Al acercarse ellos, la joven les sonrió, revelando hoyuelos a cada lado de una boca perfecta. El pelo parecía rubio natural, aunque Brunetti había renunciado ya a pretender distinguirlo, y los ojos eran verdes, uno mínimamente más grande que el otro.

– ¿En qué puedo servirles? -preguntó, haciendo que la pregunta sonara como si ésta fuera su máxima aspiración.

– Me llamo Brunini -dijo él-. Tengo hora a las tres y media con el dottor Calamandri. Otra vez la sonrisa.

– Un momento, por favor. -La muchacha giró el cuerpo hacia un lado y pulsó varias teclas con sus dedos de uñas cortas. Esperó un segundo, volvió a mirarlos y dijo-: Tengan la bondad de sentarse ahí. El dottore les atenderá dentro de cinco minutos.
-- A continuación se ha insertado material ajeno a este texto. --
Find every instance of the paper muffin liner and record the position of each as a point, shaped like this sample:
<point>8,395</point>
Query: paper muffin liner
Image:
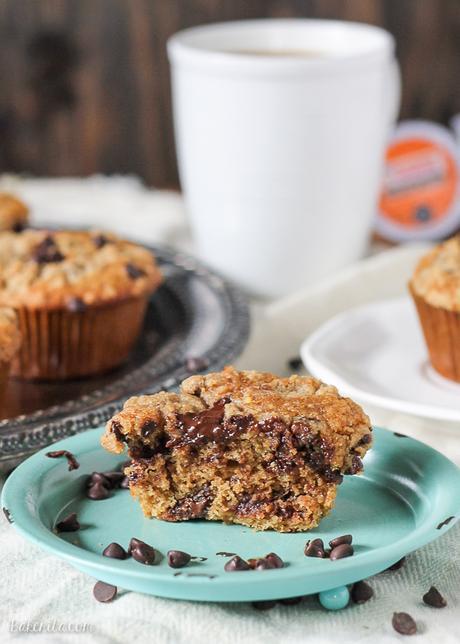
<point>61,344</point>
<point>441,329</point>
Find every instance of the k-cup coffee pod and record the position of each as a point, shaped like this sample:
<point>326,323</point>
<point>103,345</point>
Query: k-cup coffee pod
<point>420,193</point>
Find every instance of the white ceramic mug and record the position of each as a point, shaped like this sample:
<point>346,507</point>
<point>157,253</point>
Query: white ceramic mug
<point>281,150</point>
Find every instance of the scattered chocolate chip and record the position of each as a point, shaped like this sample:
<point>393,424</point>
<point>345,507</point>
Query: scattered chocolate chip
<point>397,565</point>
<point>18,227</point>
<point>264,605</point>
<point>115,551</point>
<point>134,272</point>
<point>340,552</point>
<point>196,364</point>
<point>178,559</point>
<point>290,601</point>
<point>104,592</point>
<point>361,592</point>
<point>236,564</point>
<point>100,240</point>
<point>97,492</point>
<point>71,460</point>
<point>404,624</point>
<point>143,553</point>
<point>114,478</point>
<point>356,465</point>
<point>7,514</point>
<point>69,524</point>
<point>263,564</point>
<point>76,305</point>
<point>345,538</point>
<point>434,598</point>
<point>315,548</point>
<point>295,364</point>
<point>445,522</point>
<point>97,477</point>
<point>275,560</point>
<point>47,252</point>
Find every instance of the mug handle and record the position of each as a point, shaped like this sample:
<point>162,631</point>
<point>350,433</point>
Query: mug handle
<point>394,90</point>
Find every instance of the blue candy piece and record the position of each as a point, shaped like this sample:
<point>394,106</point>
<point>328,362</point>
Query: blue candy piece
<point>334,599</point>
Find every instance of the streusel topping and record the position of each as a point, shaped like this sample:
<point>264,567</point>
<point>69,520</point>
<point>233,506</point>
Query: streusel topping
<point>437,275</point>
<point>40,268</point>
<point>13,212</point>
<point>10,336</point>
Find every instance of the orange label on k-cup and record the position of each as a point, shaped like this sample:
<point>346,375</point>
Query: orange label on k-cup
<point>421,184</point>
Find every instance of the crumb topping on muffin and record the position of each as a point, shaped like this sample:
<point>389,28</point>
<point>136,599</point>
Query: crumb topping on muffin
<point>261,397</point>
<point>10,336</point>
<point>13,212</point>
<point>47,269</point>
<point>437,275</point>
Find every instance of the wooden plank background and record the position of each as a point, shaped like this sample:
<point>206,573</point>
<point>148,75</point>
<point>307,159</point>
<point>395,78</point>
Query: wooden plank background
<point>84,84</point>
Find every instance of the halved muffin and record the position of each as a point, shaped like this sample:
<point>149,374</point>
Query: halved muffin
<point>242,447</point>
<point>80,299</point>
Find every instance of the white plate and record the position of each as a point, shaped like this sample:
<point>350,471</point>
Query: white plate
<point>376,354</point>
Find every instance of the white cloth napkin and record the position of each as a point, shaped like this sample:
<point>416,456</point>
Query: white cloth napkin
<point>38,588</point>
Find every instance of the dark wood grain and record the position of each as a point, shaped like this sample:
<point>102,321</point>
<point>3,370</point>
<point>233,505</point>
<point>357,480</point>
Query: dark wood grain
<point>85,83</point>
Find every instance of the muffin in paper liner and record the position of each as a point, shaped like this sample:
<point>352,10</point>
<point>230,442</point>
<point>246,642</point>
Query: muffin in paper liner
<point>441,329</point>
<point>60,344</point>
<point>80,298</point>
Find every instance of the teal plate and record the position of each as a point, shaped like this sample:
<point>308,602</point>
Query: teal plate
<point>407,497</point>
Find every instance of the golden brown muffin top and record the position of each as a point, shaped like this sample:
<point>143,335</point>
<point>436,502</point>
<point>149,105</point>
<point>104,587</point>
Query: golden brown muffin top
<point>10,336</point>
<point>13,212</point>
<point>437,275</point>
<point>44,269</point>
<point>262,397</point>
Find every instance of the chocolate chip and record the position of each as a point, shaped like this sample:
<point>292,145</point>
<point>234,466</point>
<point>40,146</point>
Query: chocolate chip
<point>434,598</point>
<point>345,538</point>
<point>69,524</point>
<point>340,552</point>
<point>399,564</point>
<point>114,478</point>
<point>356,465</point>
<point>104,592</point>
<point>275,560</point>
<point>315,548</point>
<point>290,601</point>
<point>263,564</point>
<point>76,305</point>
<point>71,460</point>
<point>7,514</point>
<point>18,227</point>
<point>264,605</point>
<point>235,564</point>
<point>100,240</point>
<point>178,559</point>
<point>115,551</point>
<point>445,522</point>
<point>134,272</point>
<point>47,252</point>
<point>193,364</point>
<point>361,592</point>
<point>97,492</point>
<point>295,364</point>
<point>98,477</point>
<point>143,553</point>
<point>404,624</point>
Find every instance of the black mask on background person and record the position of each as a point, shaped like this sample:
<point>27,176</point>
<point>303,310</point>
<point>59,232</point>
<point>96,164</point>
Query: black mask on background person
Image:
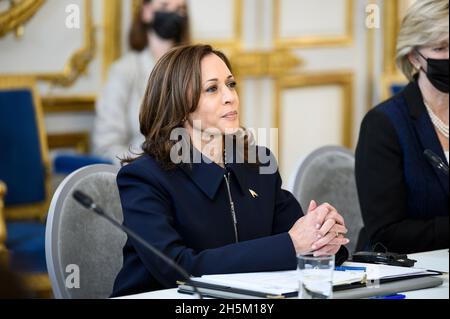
<point>437,73</point>
<point>168,25</point>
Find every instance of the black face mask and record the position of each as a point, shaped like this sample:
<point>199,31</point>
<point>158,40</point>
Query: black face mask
<point>437,73</point>
<point>168,25</point>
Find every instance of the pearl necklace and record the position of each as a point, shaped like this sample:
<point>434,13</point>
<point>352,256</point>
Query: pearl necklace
<point>438,123</point>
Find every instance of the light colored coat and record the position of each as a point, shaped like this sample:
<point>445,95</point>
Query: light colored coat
<point>116,128</point>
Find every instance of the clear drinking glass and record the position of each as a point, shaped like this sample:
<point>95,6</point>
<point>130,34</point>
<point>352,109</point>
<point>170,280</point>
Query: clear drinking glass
<point>315,276</point>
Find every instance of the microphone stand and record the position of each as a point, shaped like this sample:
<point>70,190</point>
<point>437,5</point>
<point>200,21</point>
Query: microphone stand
<point>88,203</point>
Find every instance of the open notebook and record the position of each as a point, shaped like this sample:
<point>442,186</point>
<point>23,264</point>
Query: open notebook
<point>284,284</point>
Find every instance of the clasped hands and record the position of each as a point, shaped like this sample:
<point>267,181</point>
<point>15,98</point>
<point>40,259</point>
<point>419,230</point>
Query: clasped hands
<point>320,232</point>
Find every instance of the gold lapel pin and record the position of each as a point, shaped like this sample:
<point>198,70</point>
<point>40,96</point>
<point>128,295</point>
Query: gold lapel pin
<point>253,193</point>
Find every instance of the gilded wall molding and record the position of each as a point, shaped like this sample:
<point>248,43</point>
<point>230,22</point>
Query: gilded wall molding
<point>233,44</point>
<point>314,41</point>
<point>391,27</point>
<point>264,63</point>
<point>19,14</point>
<point>342,79</point>
<point>80,60</point>
<point>68,104</point>
<point>112,31</point>
<point>79,141</point>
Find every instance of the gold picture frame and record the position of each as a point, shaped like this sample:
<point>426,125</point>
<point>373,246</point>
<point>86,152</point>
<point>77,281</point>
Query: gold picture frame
<point>80,59</point>
<point>18,14</point>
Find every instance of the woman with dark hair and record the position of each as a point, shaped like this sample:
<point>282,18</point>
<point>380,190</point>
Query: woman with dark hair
<point>159,26</point>
<point>195,197</point>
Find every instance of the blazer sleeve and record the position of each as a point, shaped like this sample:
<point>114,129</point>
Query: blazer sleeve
<point>287,208</point>
<point>382,190</point>
<point>148,211</point>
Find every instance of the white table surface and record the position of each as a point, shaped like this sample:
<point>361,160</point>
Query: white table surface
<point>433,260</point>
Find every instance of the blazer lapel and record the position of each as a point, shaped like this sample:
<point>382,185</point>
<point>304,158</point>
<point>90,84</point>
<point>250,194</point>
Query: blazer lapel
<point>425,129</point>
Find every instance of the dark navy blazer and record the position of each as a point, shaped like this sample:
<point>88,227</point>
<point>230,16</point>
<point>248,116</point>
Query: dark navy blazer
<point>404,199</point>
<point>186,214</point>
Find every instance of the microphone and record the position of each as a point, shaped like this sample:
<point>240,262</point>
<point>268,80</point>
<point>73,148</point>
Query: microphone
<point>436,161</point>
<point>89,203</point>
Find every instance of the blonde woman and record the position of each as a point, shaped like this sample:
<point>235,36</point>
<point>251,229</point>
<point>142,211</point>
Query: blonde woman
<point>404,199</point>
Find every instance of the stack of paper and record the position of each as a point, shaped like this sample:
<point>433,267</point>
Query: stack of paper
<point>280,284</point>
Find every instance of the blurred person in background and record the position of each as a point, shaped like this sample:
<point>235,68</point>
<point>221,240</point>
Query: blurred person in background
<point>404,199</point>
<point>159,26</point>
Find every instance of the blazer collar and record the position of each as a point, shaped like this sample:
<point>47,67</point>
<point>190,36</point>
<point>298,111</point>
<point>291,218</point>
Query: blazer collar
<point>424,127</point>
<point>208,176</point>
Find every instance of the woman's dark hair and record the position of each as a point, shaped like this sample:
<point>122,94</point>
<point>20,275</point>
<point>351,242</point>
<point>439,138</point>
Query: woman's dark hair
<point>173,92</point>
<point>138,35</point>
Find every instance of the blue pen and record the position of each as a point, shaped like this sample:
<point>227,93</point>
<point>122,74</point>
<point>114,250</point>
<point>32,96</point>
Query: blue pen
<point>396,296</point>
<point>348,268</point>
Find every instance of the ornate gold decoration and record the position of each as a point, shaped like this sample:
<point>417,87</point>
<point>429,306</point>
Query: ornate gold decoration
<point>314,41</point>
<point>264,63</point>
<point>66,104</point>
<point>19,13</point>
<point>80,60</point>
<point>391,28</point>
<point>112,26</point>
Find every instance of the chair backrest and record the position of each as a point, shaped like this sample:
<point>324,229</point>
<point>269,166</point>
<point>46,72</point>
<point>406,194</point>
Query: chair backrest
<point>24,158</point>
<point>327,175</point>
<point>3,251</point>
<point>80,246</point>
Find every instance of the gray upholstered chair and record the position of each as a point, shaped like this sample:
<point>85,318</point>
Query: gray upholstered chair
<point>79,242</point>
<point>328,175</point>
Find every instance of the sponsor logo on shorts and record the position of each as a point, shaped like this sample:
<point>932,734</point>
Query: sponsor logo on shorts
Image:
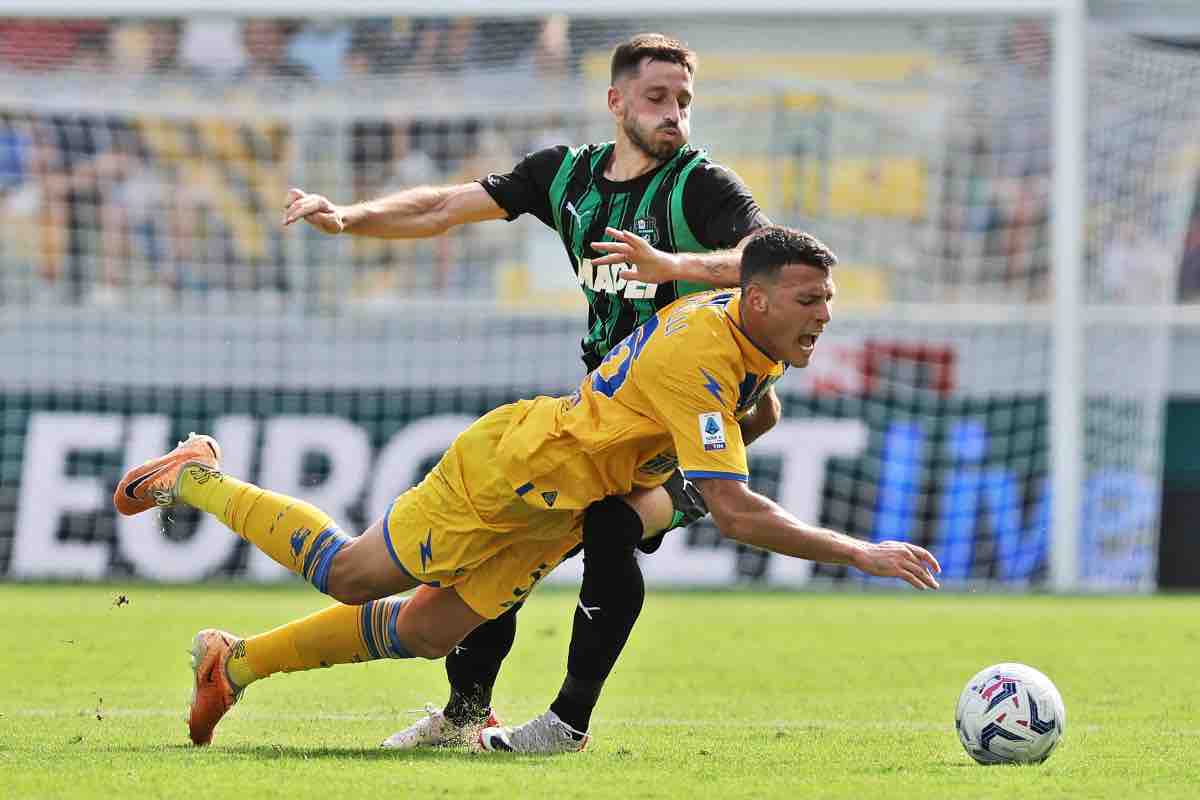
<point>712,431</point>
Brunetti asintió y empezó a darse la vuelta. La joven salió de detrás de su mesa y los acompañó hasta el tresillo, como si dudara de que pudieran hacer una travesía de dos metros sin ayuda.

– ¿Desean beber algo? -preguntó sin dejar que se le borrara la sonrisa.

La signorina Elettra movió negativamente la cabeza, sin molestarse en decir «gracias». Por algo era la amante consentida de un hombre rico, y estas mujeres no sonríen a sus inferiores. Ni sonríen a mujeres más jóvenes que ellas y, menos aún, estando en compañía de un hombre.

Ellos se sentaron, la joven volvió a su mesa y se puso a operar con su ordenador, cuya pantalla Brunetti no podía ver. Miró las revistas que estaban debajo de las flores: AD, Vogue, Focus. Nada tan vulgar como Gente, Oggi o Chi, la clase de revistas que uno espera poder hojear en la sala de espera del médico.

Brunetti tomó Architectural Digest pero la dejó sin abrirla, al recordar que el papel que interpretaba exigía que estuviera pendiente de su compañera. Inclinándose hacia ella preguntó:

– ¿Estás bien?

– Lo estaré en cuanto termine todo esto -dijo ella sonriéndole con esfuerzo.

Estuvieron un rato en silencio y, nuevamente, Brunetti dejó caer la mirada en las portadas de las revistas. Oyó abrirse una puerta y, al levantar la cabeza, vio a otra mujer, mayor y menos atractiva que la recepcionista, que se acercaba a ellos. Tenía el pelo castaño, que llevaba peinado con raya en medio y cortado a ras de los lóbulos de las orejas, tapándole las mejillas y, por el borde de la falda de lana gris que llevaba debajo de la bata blanca, asomaban unas piernas largas y musculosas, de mujer que juega al tenis o corre, pero no menos bonitas por ello.